Pour atteindre nos objectifs, la coopération avec le Conseil de l’Europe jouera un rôle décisif. Riche de son expertise incomparable dans le domaine des droits de l’homme, de l’expérience acquise, de la chute du mur de Berlin au suivi des processus de transition démocratique en Europe, de son action menée de longue date pour renforcer la coopération culturelle et la cohésion sociale à l’échelle du continent, de son engagement résolu dans le développement du dialogue interculturel, aussi bien au sein des sociétés européennes qu’entre l’Europe et ses régions voisines, le Conseil de l’Europe est un partenaire essentiel pour l’Alliance des civilisations.

Je me réjouis de le compter parmi le groupe d’amis qui soutiennent l’Alliance, et j’ai déjà pu apprécier l’importance du soutien reçu des principales institutions du Conseil de l’Europe - le Comité des Ministres, votre Assemblée, le Congrès des pouvoirs locaux et régionaux - ainsi que celui du Secrétaire Général.
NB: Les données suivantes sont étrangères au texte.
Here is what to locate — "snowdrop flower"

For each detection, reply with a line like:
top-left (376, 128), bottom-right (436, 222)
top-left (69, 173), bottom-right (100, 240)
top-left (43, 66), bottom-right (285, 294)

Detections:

C’est pour cette raison que le mémorandum d’accord que je signerai aujourd’hui avec le Secrétaire Général du Conseil de l’Europe revêt à mes yeux une importance toute particulière.

A cet égard, je tiens à souligner plus spécialement deux points : l’importance du Livre blanc sur le dialogue interculturel, lancé en mai 2008 par le Comité des Ministres, qui agit à la fois comme une boussole pour nos efforts conjoints, en rappelant les principes fondamentaux sur lesquels le dialogue interculturel doit s’appuyer ; et une véritable feuille de route pour le développement de la coopération entre le Conseil de l’Europe et l’Alliance des civilisations dans ce domaine essentiel.

Je me réjouis de savoir que ce document de premier ordre existera non seulement dans les deux langues officielles du Conseil de l’Europe, le français et l’anglais, mais aussi dans des langues aussi répandues que l’allemand, le russe, l’arabe, l’espagnol, l’italien et, je l’espère, le portugais ; le rôle spécifique revenant au Centre Nord-Sud, qui, par son emplacement à Lisbonne et sa vocation de pont entre l’Europe et les régions voisines, est un partenaire naturel et peut s’affirmer comme une force motrice dans l’établissement et le développement de synergies entre le Conseil de l’Europe et l’Alliance.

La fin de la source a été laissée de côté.